Par ailleurs, des mécanismes de financement fondés sur la solidarité entre régimes ou faisant intervenir la solidarité nationale fonctionnent d'ores et déjà au bénéfice de tous les régimes de base. Ces mécanismes contribuent donc, même de manière indifférenciée, au financement de la majoration de pension, avantage non contributif.
Ils reposent actuellement, d'une part, sur le FSV, pour le régime général, les régimes alignés et celui des exploitants agricoles, d'autre part, sur la compensation entre les régimes ou sur des subventions d'équilibre d'origine budgétaire, pour les autres régimes de base. Il n'y a donc pas d'inégalité de traitement entre régimes.
Le transfert, opéré par la mesure contestée, du FSV à la branche famille ne modifie donc pas la logique du dispositif d'ensemble.

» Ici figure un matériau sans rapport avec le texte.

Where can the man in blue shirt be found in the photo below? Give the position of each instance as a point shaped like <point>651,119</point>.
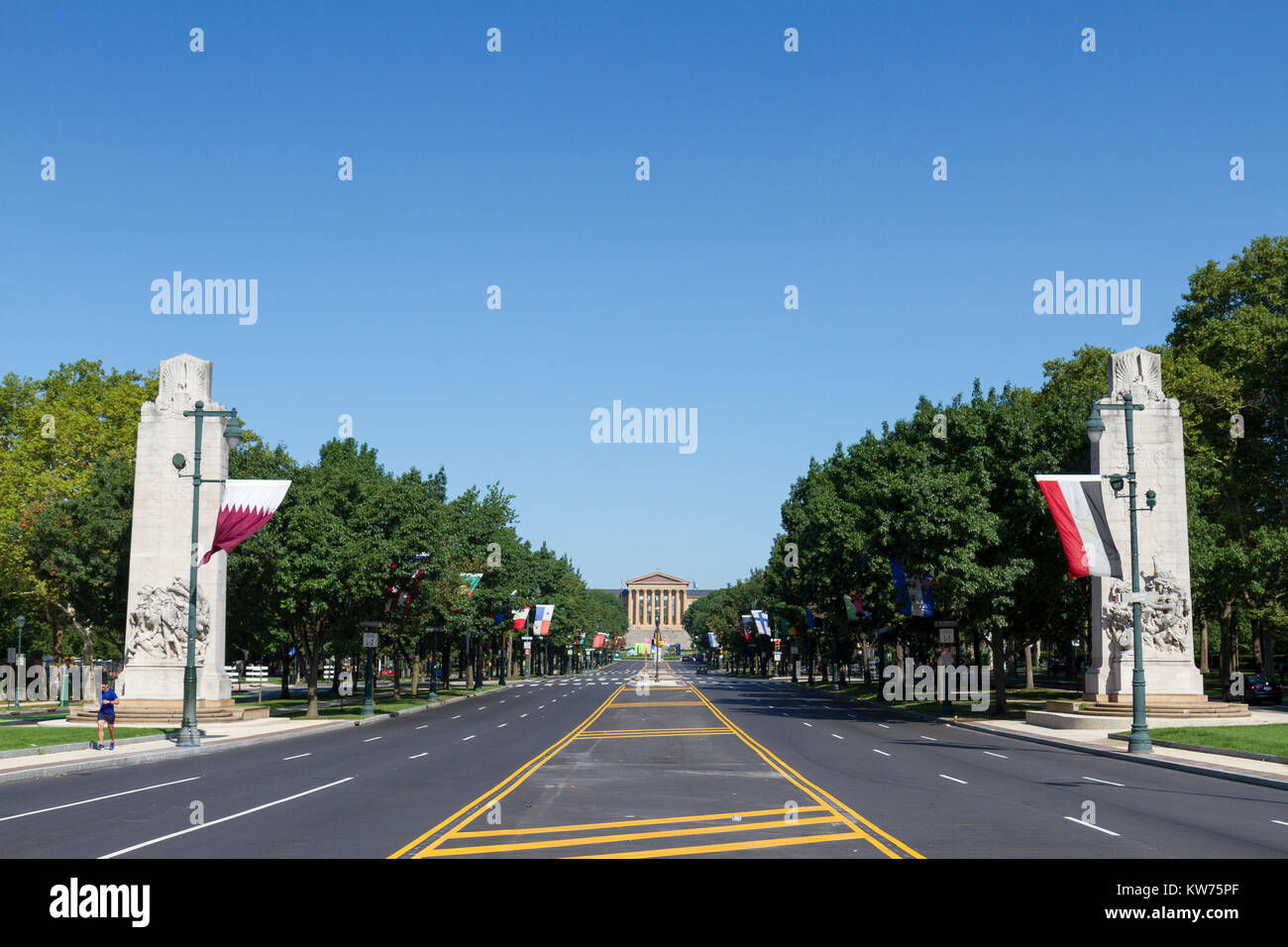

Enfin, il convient de mentionner que l'affiliation à l'assurance vieillesse des parents au foyer des personnes qui cessent ou réduisent leur activité professionnelle pour élever leurs enfants obéit à cette même logique. Le financement de cette affiliation est en effet assuré par une cotisation à la charge exclusive des organismes débiteurs des prestations familiales calculées sur des assiettes forfaitaires.
- En deuxième lieu, le transfert opéré par l'article 21 ne porte aucune atteinte à l'égalité des citoyens devant les charges publiques.
En effet, cette réforme constitue un simple changement de source de financement, sans impact sur les modalités de celui-ci. Elle n'implique par ailleurs aucune modification du champ de prise en charge de la majoration de pension pour enfants, qui reste le même qu'auparavant (régime général des salariés, artisans, commerçants et exploitants agricoles). Les bénéficiaires eux-mêmes ne sont pas affectés par ce changement.
- En troisième lieu, le moyen tiré d'un « principe d'autonomie des branches » est inopérant.
Un tel principe ne peut en effet se déduire de l'article LO 111-3 du code de la sécurité sociale, qui se borne à prévoir la présentation des objectifs de dépenses par branche : il s'agit seulement de présenter, par grande fonction sociale, les montants susceptibles d'être consacrés à chacune de ces fonctions.
On ne saurait davantage, comme tentent de le faire les sénateurs, auteurs du second recours, tirer des textes fondateurs de la sécurité sociale la conséquence que la séparation des branches, actuellement posée, pour le régime général, à l'article L. 225-1 du code de la sécurité sociale, aurait valeur constitutionnelle. En tout état de cause, de cette séparation ne découle nullement l'interdiction des transferts de recettes entre branches : bien au contraire, c'est ce principe qui rend nécessaire de tels transferts. En l'absence de transferts, les situations existantes seraient gelées et les évolutions structurelles de chacune des branches ne seraient pas prises en compte.